Ne parlons pas des victimes. Combien un attentat coûte-t-il aux terroristes ?

Louise Shelley: « À première vue, moins que ce que l’on pourrait croire. Trouver des armes ou former un petit groupe de terroristes ne coûte pas excessivement cher. Prenez par exemple les attentats du 11 septembre : leur coût est estimé à seulement 500.000 dollars. Cependant, je crois qu’il s’agit là d’une approche erronée. Il faut se demander ce que coûte le maintien d’une organisation terroriste. Il faut une logistique d’une qualité supérieure, garder les combattants motivés, s’occuper des familles des terroristes tués, etc. Pour cela, il faut de nombreux millions ».

Dans votre nouveau livre intitulé « Dirty Entanglements: Corruption, Crime and Terrorism » vous écrivez que chaque histoire terroriste à succès commence comme la fondation d’une entreprise à succès : en réunissant un capital de départ. Dans le cas d’Al Qaeda l’argent venait de la fortune d’Oussama ben Laden. Où l’État islamique a-t-il trouvé ses finances ?

« Elles proviennent de deux sources. Les prédécesseurs de l’État islamique ont reçu des dons des états du Golfe, mais maintenant l’organisation reçoit de nouveaux dons, plus petits, de nombreux côtés. De plus, les routes de contrebande empruntées à l’heure actuelle étaient déjà utilisées après l’invasion pour trafiquer des cigarettes et de la pornographie à petite échelle ».

De la pornographie?

« Oui, j’étais également étonnée de ce trafic dans les régions occupées par l’État islamique. En ce moment, l’EI est financé par un trafic de pétrole, mais également par de nombreuses autres activités. Il s’agit d’une organisation criminelle diversifiée ».

De quelles activités s’agit-il?

« Le trafic d’art volé dans les régions occupées par exemple. Celui-ci se vend sur eBay, dans les salons d’art ou chez les antiquaires de qualité en Europe.
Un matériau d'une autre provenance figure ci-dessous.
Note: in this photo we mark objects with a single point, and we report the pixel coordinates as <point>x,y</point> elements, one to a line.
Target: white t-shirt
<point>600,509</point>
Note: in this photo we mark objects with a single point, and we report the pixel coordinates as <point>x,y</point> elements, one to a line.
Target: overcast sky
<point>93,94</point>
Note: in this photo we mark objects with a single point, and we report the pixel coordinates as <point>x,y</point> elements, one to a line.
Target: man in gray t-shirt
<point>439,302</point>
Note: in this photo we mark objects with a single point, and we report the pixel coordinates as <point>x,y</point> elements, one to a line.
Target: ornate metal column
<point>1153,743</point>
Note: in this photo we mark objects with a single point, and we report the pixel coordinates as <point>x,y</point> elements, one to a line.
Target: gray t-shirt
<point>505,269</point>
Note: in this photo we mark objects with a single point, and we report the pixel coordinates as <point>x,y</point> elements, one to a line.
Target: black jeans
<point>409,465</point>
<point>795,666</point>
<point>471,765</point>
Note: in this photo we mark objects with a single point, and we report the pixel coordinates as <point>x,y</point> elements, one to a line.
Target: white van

Cependant, ce trafic ne rapporte pas beaucoup d’argent parce que ce marché est limité. L’EI taxe le commerce, gagne de l’argent avec les passeports vendus par les combattants étrangers, vend des téléphones mobiles, fait de la contrebande de cigarettes illégales, organise des enlèvements et du trafic d’êtres humains, sans bien évidemment oublier le trafic d’armes.
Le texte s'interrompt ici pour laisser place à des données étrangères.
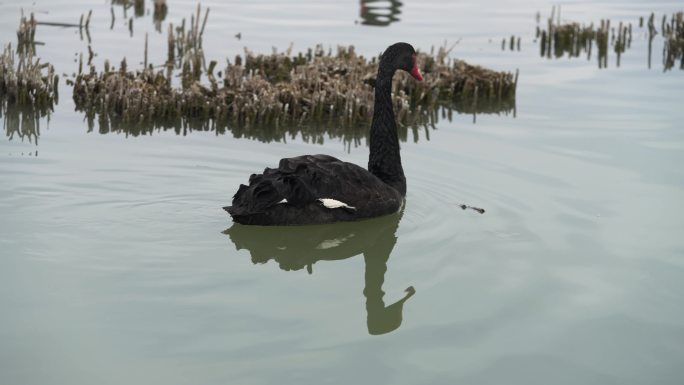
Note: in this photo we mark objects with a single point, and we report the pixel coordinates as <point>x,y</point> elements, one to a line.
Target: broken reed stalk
<point>26,34</point>
<point>28,92</point>
<point>673,49</point>
<point>280,89</point>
Comment les routes commerciales sont-elles utilisées pour les opérations illégales?

« Ils utilisent simplement les relations commerciales existantes. Les contacts entre l’Irak et la Syrie ou la Turquie sont centenaires et même millénaires. Historiquement, ces pays faisaient partie d’empires communs. Et la corruption de fonctionnaires permet de franchir les frontières ».
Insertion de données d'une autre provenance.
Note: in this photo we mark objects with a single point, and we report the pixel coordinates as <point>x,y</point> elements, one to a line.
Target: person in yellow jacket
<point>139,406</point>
Cela signifie-t-il que les organisations terroristes sont reliées au crime organisé depuis le début?

« Je ne dirais pas qu’elles sont reliées au crime organisé. Elles participent au crime organisé. Parfois, les organisations terroristes sous-traitent leurs activités criminelles au crime organisé, parfois elles s’en chargent elles-mêmes. Elles utilisent la corruption comme le ferait un groupe criminel organisé. L’État islamique est né dans les prisons irakiennes, qui ont joué un rôle clé dans la création de liens entre les terroristes et les baathistes criminalisés du régime de Saddam Hussein.

Tout cela fait penser davantage à une entreprise qu’à un califat.

« Oui, c’est exact. Le groupe est géré comme une entreprise normale. À l’État islamique, et dans d’autres groupes terroristes, on tient une comptabilité solide. Les revenus issus de différentes sources sont tenus à jour avec précision et portés en compte avec les dépenses pour les salaires, les pots-de-vin et les armes. Le terrorisme aussi est un business – et un bon ».